Все, за что ему когда-либо было стыдно, казалось, обратилось в насыщенный эликсир его собственной жестокости. Око за око – таков был его закон. Его крепко держали, пока палач сжимал обручем порока его голову и срезал его веки. Нет, прошу вас, только не это! Чем выше он взбирался в гору, тем более смутным становилось все вокруг, и помутневшее зрение питало его страх быть ослепленным ядом своих многочисленных преступлений. Он крепко сжал голову обеими руками, дабы показать, как тесно ее сдавили силки, но и в надежде, что ему каким-то образом удастся найти силы нагнуть ее вбок и тем избежать попадания едкой жидкости, капля за каплей, в его бесценные беззащитные глаза. Нет, нет, прошу вас, прошу, прошу! Его сердце разрывалось от страдания. Он кое-как преодолел на четвереньках последние ярды подъема и рухнул на вершине горы.
На мгновение охвативший его ужас отступил перед ударом новой волны отчаяния. Дальний склон оказался не более крутым, чем тот, по которому он только что вскарабкался, и в этом смысле подходил для всякого, кто хочет вывихнуть лодыжку или сломать ногу, и в любом случае вполне бы сгодился для выполнения поставленной им цели. Но в отсутствие удобного утеса Данбару ничего не оставалось делать, кроме как покорно страдать; ему даже не хватило власти организовать себе скорую и опрятную смерть. Значит, придется стиснуть зубы и пройти, словно подгоняемый электрошокером бык, сквозь лабиринт бойни – через голод, холод и ненастье, инфекции и безумие или, что хуже, быть спасенным, чтобы его торжественно провели, на радость его дочерей, как плененного короля в кандалах, в которого глумливый народ швырял бы грязью и гнилыми объедками.
Верно, в свое время он лишил и Меган и Эбигейл ключевых должностей в «Данбар-Трасте», но лишь с тем, чтобы потом дать им новые должности, и то лишь – как и всегда – ради их же блага, дабы закалить их и показать, что пока они не научатся сочетать учтивость и свирепость его топ-менеджеров, непотизму не будет позволено восторжествовать; во всяком случае, он не мог этого позволить до своего финала, когда нужда оставить после себя наследство не выдвинет – уже выдвинула – династические соображения на первый план.

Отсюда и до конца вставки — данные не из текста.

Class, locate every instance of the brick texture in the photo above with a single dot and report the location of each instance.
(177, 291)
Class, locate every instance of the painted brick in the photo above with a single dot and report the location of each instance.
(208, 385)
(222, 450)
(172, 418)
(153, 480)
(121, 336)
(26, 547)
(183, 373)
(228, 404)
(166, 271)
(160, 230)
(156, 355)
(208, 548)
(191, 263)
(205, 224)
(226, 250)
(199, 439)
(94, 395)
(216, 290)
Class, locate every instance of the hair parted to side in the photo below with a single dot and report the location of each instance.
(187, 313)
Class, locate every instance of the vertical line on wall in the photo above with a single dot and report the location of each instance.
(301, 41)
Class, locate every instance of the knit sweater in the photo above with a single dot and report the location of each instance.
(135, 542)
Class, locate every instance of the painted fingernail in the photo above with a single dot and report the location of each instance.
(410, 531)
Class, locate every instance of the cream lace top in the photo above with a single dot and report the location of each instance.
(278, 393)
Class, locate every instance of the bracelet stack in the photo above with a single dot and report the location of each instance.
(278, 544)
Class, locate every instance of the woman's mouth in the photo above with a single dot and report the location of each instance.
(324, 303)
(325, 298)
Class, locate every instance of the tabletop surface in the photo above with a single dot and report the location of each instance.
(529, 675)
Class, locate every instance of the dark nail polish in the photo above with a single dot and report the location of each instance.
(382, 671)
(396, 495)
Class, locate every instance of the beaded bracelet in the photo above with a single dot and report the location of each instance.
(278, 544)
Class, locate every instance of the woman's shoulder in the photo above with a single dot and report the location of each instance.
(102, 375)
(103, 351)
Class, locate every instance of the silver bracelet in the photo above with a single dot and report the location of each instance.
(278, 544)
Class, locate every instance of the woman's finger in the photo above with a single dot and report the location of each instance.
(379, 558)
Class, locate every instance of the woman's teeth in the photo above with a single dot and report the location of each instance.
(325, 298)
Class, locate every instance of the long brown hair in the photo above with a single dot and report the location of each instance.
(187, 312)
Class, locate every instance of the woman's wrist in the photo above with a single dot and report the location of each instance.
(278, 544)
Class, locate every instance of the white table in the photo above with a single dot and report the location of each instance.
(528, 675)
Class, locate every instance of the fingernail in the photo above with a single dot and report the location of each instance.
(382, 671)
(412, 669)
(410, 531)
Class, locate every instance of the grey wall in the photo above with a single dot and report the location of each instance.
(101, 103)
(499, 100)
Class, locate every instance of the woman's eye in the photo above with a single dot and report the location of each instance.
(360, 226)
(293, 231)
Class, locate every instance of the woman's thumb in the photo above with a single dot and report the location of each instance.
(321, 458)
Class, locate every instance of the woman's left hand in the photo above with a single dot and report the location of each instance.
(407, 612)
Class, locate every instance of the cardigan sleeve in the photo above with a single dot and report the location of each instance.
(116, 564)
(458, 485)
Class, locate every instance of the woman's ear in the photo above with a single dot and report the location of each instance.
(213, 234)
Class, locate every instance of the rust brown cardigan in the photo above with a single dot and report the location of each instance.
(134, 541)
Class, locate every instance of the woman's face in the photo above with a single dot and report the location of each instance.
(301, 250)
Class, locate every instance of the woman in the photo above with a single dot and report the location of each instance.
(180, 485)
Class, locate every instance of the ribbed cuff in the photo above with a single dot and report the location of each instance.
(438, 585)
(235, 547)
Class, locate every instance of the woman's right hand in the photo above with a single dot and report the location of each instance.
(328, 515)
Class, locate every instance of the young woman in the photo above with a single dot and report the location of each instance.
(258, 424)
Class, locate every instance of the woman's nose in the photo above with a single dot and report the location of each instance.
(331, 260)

Теперь он ясно видел, что если они неверно истолковали его мотивы, их увольнение могло толкнуть их на тропу мщения. Или, может быть, они обозлились за то, что он лишил их матери, когда они были еще слишком юны; возможно, они не поняли, что он пытался уберечь их от матери, вконец выжившей из ума. И теперь он мог почувствовать их боль, почувствовать, что если его дочери и были чудовищами, то только потому, что это он сделал их такими. Он пытался искупить свои прегрешения, он дал им все, все, о чем можно было мечтать, но, получив все это, они не могли думать ни о чем другом, как обращаться с ним точно так же, как он обращался с ними. Но все же он, безусловно, никогда не обошелся ни с одной из них так жестоко, как с Флоренс. И если сейчас у него осталась хоть единственная причина остаться в живых, то лишь для того, чтобы бухнуться перед Флоренс на колени и умолять ее о прощении, но если и была причина более насущная, чем прочие, которая могла заставить его броситься с несуществующего утеса, что ждал его, как он себе прекраснодушно вообразил, на вершине горы, так это желание выразить всю клокочущую в его душе печаль по поводу того, как скверно он обошелся с той, кого любил больше всего на свете – с дочерью Кэтрин, единственного его дитяти, отказавшегося выступить против отца, хотя для этого у нее были все основания.